By Glen C. Hansen
Almanor Lakeside Villas Owners Assn. v. Carson (2016) 246 Cal.App.4th 761
In an action by a homeowners’ association to enforce $54,000 in dues, fees, fines and interest imposed on property owners under the applicable CC&Rs, the Court of Appeal for the Sixth Appellate District held in Almanor Lakeside Villas Owners Assn. v. Carson (2016) 246 Cal.App.4th 761, 2016 Cal.App LEXIS 301 that (1) the trial court properly issued a judgment that concluded that only $6,620 of the fines were valid against the owners; (2) the trial court did not abuse its discretion in determining that the association achieved its main enforcement objectives and was therefore the prevailing party under the Davis-Stirling Common Interest Development Act (“ Act,” Civ. Code §§4000 et. seq.); and (3) the trial court’s award in favor of the association of its full attorneys’ fees and costs in the amount of $101,803.15 was not unreasonable.

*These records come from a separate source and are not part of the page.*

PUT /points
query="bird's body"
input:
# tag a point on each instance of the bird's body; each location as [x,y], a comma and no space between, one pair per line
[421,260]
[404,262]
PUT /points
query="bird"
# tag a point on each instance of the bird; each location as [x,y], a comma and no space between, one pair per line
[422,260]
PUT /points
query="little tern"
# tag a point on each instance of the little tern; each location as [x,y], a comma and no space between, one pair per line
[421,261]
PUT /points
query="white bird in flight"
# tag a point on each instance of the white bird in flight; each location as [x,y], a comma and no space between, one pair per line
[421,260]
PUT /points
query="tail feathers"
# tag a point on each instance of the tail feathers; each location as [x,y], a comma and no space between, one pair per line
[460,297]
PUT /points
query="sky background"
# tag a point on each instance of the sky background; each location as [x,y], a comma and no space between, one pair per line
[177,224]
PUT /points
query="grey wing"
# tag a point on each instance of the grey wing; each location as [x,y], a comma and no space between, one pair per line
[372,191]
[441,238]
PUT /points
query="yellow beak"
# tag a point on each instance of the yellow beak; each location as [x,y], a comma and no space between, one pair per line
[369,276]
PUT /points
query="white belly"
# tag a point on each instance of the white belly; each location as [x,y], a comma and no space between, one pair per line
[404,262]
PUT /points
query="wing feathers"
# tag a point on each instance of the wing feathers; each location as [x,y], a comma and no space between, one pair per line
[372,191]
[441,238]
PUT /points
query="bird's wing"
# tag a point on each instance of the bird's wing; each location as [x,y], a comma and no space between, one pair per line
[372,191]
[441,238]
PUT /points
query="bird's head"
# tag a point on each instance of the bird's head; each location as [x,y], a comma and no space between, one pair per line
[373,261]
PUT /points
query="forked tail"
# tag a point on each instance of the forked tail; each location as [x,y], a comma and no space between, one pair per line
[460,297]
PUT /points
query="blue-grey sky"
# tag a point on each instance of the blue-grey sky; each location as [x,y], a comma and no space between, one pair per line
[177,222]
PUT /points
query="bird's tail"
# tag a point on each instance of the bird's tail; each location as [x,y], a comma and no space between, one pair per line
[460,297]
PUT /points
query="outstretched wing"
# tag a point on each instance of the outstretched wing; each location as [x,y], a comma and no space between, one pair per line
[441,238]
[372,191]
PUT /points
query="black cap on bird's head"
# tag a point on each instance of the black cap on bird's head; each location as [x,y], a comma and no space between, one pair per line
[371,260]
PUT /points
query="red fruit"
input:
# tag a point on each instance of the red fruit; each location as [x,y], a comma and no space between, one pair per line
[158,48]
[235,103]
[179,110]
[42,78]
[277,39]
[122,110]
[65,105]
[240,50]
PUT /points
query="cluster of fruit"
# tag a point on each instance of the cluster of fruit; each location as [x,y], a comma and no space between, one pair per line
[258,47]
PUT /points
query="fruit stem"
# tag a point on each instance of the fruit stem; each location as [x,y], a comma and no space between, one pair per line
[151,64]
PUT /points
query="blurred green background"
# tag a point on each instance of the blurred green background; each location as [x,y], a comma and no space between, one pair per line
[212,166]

In Almanor, the plaintiff was a homeowners association (“Association”) under the Act for the Almanor Lakeside Villa development (“Development”) on Lake Almanor in Plumas County. Defendants and cross-complainants James and Kimberly Carson owned a lodge and two chalets (the “Properties”) within the Development. The Properties are among only a few lots in Development that accommodate commercial use, partially due to the preexisting use of the lodge. The Properties were subject to the CC&Rs of the Development. Among other things, section 4.09 of the CC&Rs prohibited owners from using their lots “for transient or hotel purposes” or renting for “any period less than 30 days.” From 2010 through 2012 the Association’s Board developed rules to enforce the CC&Rs, including enforcement of the section 4.09 restriction on short-term rentals if a copy of any rental agreement is provided to the Association seven days before the rental period. Other rules were adopted that affected the Properties, such as parking, trash storage, use of common areas, and issuing decals for any boats using the Association’s boat slips. The Carsons did not believe that such rules applied to their Properties because of section 4.01 of the CC&Rs and the long-established commercial status of the Properties. The Association sought to impose fines and related fees of $19,979.97 on the Carsons for alleged rule violations related to the Carsons’ leasing of their properties in the development as short-term vacation rentals. The Carsons viewed the rules as unlawful and unfair use restrictions on their commercially zoned properties. Also, the Carsons argued that the Association improperly applied $1,160 of the Carson’s payment for dues toward the fines imposed by the Association.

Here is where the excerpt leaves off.